Perquisition au domicile et au bureau de Sarkozy

Remy de la Mauviniere / The Associated Press

PARIS - Des enquêteurs ont perquisitionné le domicile et le bureau de l'ancien président français Nicolas Sarkozy mardi, dans le cadre de l'enquête sur des soupçons de financement illégal de sa campagne présidentielle de 2007 par la riche héritière des cosmétiques L'Oréal, Liliane Bettencourt, a annoncé un responsable.

De potentiels ennuis judiciaires menacent Nicolas Sarkozy depuis qu'il a été défait à la présidence par le socialiste François Hollande, en mai. Il a perdu l'immunité judiciaire que lui conférait sa fonction de président le 15 juin. L'ancien président nie toute malversation dans cette affaire.
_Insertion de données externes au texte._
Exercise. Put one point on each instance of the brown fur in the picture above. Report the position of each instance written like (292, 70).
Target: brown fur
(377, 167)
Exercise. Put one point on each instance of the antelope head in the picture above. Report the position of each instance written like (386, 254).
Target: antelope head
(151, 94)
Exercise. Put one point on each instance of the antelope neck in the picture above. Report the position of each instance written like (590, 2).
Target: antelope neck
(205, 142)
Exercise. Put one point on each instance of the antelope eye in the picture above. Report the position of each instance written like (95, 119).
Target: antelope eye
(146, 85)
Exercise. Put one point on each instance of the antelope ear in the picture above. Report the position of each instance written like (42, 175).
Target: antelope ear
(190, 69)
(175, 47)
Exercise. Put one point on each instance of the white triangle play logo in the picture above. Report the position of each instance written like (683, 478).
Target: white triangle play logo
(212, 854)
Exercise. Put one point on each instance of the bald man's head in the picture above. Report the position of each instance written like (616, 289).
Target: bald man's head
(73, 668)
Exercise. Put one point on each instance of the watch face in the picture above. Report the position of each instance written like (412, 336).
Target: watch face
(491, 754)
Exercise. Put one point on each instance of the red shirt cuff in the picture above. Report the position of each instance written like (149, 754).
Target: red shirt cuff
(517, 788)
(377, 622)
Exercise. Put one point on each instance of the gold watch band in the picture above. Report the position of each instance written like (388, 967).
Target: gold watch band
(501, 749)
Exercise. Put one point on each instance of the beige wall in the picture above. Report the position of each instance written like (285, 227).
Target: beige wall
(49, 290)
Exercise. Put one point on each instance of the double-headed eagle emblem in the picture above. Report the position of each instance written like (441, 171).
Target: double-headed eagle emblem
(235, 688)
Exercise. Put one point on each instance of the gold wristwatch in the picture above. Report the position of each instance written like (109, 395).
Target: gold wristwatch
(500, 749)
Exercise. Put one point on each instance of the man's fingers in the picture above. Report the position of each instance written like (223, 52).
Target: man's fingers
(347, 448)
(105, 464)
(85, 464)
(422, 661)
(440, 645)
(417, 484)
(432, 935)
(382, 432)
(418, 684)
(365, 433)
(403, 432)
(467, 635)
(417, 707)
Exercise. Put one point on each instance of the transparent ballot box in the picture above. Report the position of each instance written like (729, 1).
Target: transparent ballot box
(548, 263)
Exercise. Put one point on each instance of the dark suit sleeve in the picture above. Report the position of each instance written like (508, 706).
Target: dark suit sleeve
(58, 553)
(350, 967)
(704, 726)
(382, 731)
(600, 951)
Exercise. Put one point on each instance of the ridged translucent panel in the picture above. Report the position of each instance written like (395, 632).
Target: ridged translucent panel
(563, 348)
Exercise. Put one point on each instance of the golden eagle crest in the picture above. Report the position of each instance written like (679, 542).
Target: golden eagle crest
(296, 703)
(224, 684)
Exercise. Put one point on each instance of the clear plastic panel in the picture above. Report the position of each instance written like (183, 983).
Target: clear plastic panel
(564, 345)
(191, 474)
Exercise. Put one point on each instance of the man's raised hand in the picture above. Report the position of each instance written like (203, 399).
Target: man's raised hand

Le juge d'instruction Jean-Michel Gentil et des enquêteurs de la Brigade financière de Paris ont mené les perquisitions mardi au domicile et dans les bureaux de M. Sarkozy, a déclaré un responsable sous le couvert de l'anonymat.

Nicolas Sarkozy n'était pas présent lors des perquisitions. Il est arrivé lundi au Québec pour une dizaine de jours de vacances, en compagnie de son épouse et de leur petite fille.

L'enquête se concentre sur les finances de la femme la plus riche de France, Liliane Bettencourt.

Un vieux conflit familial au sujet de la fortune de l'héritière a pris de l'ampleur en 2010 et s'est transformé en enquête à plusieurs volets ayant des implications politiques. Des allégations suggèrent que Mme Bettencourt aurait versé de l'argent comptant au parti de M. Sarkozy lors de la campagne de 2007. L'ancien président nie fermement ces allégations.

Un comptable employé par Mme Bettencourt a affirmé que l'héritière avait versé 50 000 euros en argent (64 200 $ CAN) au trésorier du parti de M. Sarkozy pour financer la campagne électorale, soit bien au-delà de la limite de 4600 euros (5906 $ CAN) imposée aux dons individuels. Un livre publié l'an dernier laisse entendre que M. Sarkozy a personnellement reçu des dons de campagne non déclarés, ce que l'intéressé nie.

Le dossier alimente aussi le débat sur la liberté de presse. Le journal Le Monde a intenté une action en justice en accusant le bureau de M. Sarkozy d'avoir eu recours aux services de contre-espionnage pour identifier la source d'une fuite à la presse au sujet de l'enquête. Le bureau de Nicolas Sarkozy affirme qu'il n'a jamais donné de telles instructions aux services de renseignement.